On her way out the back door she grabbed the first weapon she could get her hands on, the string mop hanging on a nail, still damp from scrubbing the kitchen floor. The Lord only knew what she would do with the mop, but she wasn’t about to sit idly by while someone destroyed her work again.
Hiding wasn’t her style.
o0o
Eagle saw her coming, her red hair as bright as a beacon. He’d expected the intruders, but he’d never expected Kate Malone, brandishing a mop.
She was as noisy as a freight train, roaring through the night with the mop held aloft. Fearless, she stormed through the clinic.
Eagle watched her, amused. She was in no danger, for he’d kept watch all night. The clinic was empty.

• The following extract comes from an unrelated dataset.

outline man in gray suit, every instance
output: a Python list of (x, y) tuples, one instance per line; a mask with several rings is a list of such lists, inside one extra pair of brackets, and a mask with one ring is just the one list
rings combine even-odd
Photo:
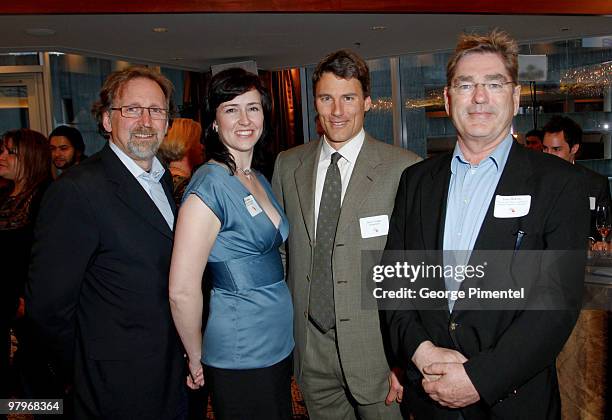
[(356, 54), (325, 57), (313, 88), (324, 135), (281, 153), (272, 182), (291, 224), (295, 376), (314, 420), (399, 419), (402, 387), (378, 312), (364, 309), (376, 304), (362, 302), (362, 250), (384, 249), (401, 173), (420, 158), (363, 130), (370, 76)]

He knew the art of stillness. The years away from Witch Dance had not taken it from him, nor the ability to blend with the night, to be a part of it.
Kate passed so close, he could have reached out and touched her. Eagle stayed his hand. The touching would come. For now, watching was enough.
“Come out,” she said. “I know you’re in here.”
She poked the mop behind a stack of lumber and jabbed it into dark corners.
“Come out with your hands up and I might be generous.”
Leaning forward with the moon impossibly bright upon her hair and on the whiteness of her shirt, she shaded her eyes, trying to see into the darkness.
The wanting of her pierced him like arrows, and watching, he knew it would always be so. She was in his blood, and the mere sight of her stirred him beyond imagining.
He stepped from the shadows
, so close his thigh touched hers. She spun around, dropping the mop, her mouth round with surprise. The knowledge of what they were to each other and what they would be sparked in their eyes.
“Be generous, Kate,” he said, reaching for her.
She hesitated only a moment, then, surrendering, she wrapped herself around him, her arms circling his shoulders, her hands woven in his hair, her left leg pressed against his groin and her right curved around his leg.
“Where have you been?” she whispered.
He cupped her face. “Waiting for this.”
Her sigh was as soft as prairie grasses bending before the wind.
Even before his lips touched hers he knew the honeyed taste of her, the warm, musky scent of her. It filled his nostrils and the pores of his skin. It raced through bone and sinew and blood, pounding with the insistent beat of war drums.
There was no need for words. Mouths joined, skin touching skin, they sank to their knees, weak and dying of the love-lust that consumed them. His hands were under her shirt, on her soft breasts, and hers massaged him through his well-worn jeans.
She made a soft, keening sound, like a wounded animal, and Eagle scooped her into his arms. He whistled once, twice. Out of the darkness came his black stallion. Kate was no burden to him as he mounted.
“I will not submit to these barbaric ways,” Kate said even as she wrapped her arms around his chest.
“Submissive women bore me, Wictonaye.” He bent close, his eyes challenging hers. Kate held his stare while night winds soughed softly about them. From far away came the cry of a coyote.
Still holding his gaze, Kate unlaced the leather thongs at the neck of his shirt, wet the tip of her finger with her tongue, then slowly traced his nipple.
“I will never submit,” she whispered.
Smiling, Eagle dug his heels into the stallion’s flanks.
Thundering across the prairie with the wind in her hair, Kate existed in a state of being beyond time and light and knowledge.
All she knew was the sound of hoof beats on the hard prairie floor and the swaying motion of the horse that rocked her in Eagle’s arms.